В течение всего ужина она не проронила ни слова, только однажды, когда разговор зашел о покойном Ленском, чуть заметно вздрогнула и опустила глаза еще ниже. Шубин заметил, что она почти не притронулась к еде, лишь рассеянно крошила хлеб на тарелке да отпивала маленькими глотками воду из стакана.
После ужина, когда Прасковья Андреевна удалилась распорядиться насчет чая, а горничная убирала посуду, Шубин задержался в гостиной под предлогом разглядывания фамильных портретов. Татьяна сидела у окна с книгой, но, как он заметил, не переворачивала страниц. За окном сгущались сумерки; в камине потрескивали дрова; часы на стене мерно отбивали секунды.
— Вы ведь не ревизор, — сказала она вдруг, не поднимая головы от книги.
Шубин замер. Портрет какого-то генерала в напудренном парике, который он делал вид, что рассматривает, словно качнулся на стене.
— Отчего вы так решили, сударыня?
— Ревизоры не расспрашивают о покойниках с таким пристрастием. — Она подняла глаза, и он поразился их выражению: спокойному, печальному и необычайно проницательному. — Ревизор проверил бы бумаги, покачал головой и уехал. А вы остаетесь. Задаете вопросы. Ходите по дому с таким видом, будто ищете что-то. Кто вы?
Шубин помолчал, собираясь с мыслями. Потом сказал:
— Вы правы. Я не ревизор. Я чиновник по особым поручениям при Министерстве юстиции. И прибыл сюда затем, чтобы выяснить истинные обстоятельства гибели Владимира Ленского.

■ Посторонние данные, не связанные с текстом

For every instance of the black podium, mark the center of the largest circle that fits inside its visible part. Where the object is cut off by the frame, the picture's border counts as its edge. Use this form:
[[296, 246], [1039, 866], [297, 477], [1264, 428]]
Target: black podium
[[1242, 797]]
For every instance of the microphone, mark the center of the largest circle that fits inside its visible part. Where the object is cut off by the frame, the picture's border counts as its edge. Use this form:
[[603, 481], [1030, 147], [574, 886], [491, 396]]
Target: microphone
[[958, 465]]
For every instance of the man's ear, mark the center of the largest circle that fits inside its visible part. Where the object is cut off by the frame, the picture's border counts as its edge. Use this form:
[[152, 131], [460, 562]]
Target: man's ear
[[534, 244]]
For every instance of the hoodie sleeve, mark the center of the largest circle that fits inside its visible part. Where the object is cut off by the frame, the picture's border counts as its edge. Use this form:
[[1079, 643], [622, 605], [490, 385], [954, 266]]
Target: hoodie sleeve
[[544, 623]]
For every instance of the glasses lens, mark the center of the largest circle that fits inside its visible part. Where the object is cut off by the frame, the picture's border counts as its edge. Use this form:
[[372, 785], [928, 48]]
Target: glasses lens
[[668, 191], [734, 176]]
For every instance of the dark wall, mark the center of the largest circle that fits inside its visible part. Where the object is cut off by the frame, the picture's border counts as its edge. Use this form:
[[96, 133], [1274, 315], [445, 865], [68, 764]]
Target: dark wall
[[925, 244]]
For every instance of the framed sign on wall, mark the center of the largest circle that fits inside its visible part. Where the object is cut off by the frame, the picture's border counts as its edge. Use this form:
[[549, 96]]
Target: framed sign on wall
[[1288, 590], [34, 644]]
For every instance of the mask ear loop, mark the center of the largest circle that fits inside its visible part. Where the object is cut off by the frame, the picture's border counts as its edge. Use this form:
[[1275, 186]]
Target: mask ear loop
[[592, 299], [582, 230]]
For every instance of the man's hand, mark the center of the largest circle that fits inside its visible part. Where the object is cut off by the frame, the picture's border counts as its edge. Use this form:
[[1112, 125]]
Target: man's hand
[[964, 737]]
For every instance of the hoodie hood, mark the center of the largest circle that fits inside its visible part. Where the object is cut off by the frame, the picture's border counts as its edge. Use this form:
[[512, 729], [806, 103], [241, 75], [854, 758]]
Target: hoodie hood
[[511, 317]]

— Истинные обстоятельства? — Татьяна чуть прищурилась. — Владимир убит на дуэли. Это всем известно. Об этом всем известно, об этом писали в газетах. Ссора из-за ревности, обмен выстрелами, трагическая гибель. Что же еще вы намерены выяснить?
— Известно — да. Но истинно ли? — Шубин шагнул ближе. — Меня интересует не то, что говорят, а то, что было на самом деле. И у меня есть основания полагать, что дуэль была не случайной.
Она молчала, глядя в темнеющее окно, за которым в саду уже зажглись первые светлячки. Потом тихо, едва слышно произнесла:
— Он был поэт. А поэты не умирают от пуль. Они умирают оттого, что мир отказывается их понимать. Оттого, что действительность оказывается слишком грубой для их тонкой душевной чувственности. Оттого, что небо, которое они воспевают, обрушивается на них и погребает под своими обломками.
— Это очень романтическая версия, сударыня, — усмехнулся Шубин. — Но я, знаете ли, человек прозаический. Я верю не в метафоры, а в факты. А они говорят мне, что дело помещика Владимира Ленского не столь простое. И я вовсе не могу исключить, что имело место преднамеренное злодейство.
Татьяна поднялась. Лицо ее было бледно, но решительно.
— Если вам понадобится помощь, — сказала она, — вы можете рассчитывать на меня. Вы, сударь, явно узнаете о моей былой увлеченности Онегиным, но, смею вас уверить, все это в прошлом, и я ни коей мере не связана каким-либо обязательствами и собственными убеждениями.
И, не дожидаясь ответа, она вышла из гостиной, оставив Шубина в глубокой задумчивости.
Дневник Татьяны
[июнь 1821]
Приезжий из Петербурга остановился у нас. Маменька зовёт его ревизором, а я не верю. Ревизоры сидят по присутственным местам да бумаги читают, а этот всё ходит, всё высматривает. Вчера после ужина заговорил о Володе. Спрашивал, каков был собою, чем занимался, с кем знался. Я отвечала, а сама думала: зачем ему всё это? Володя умер, дело кончили, чего ещё надобно?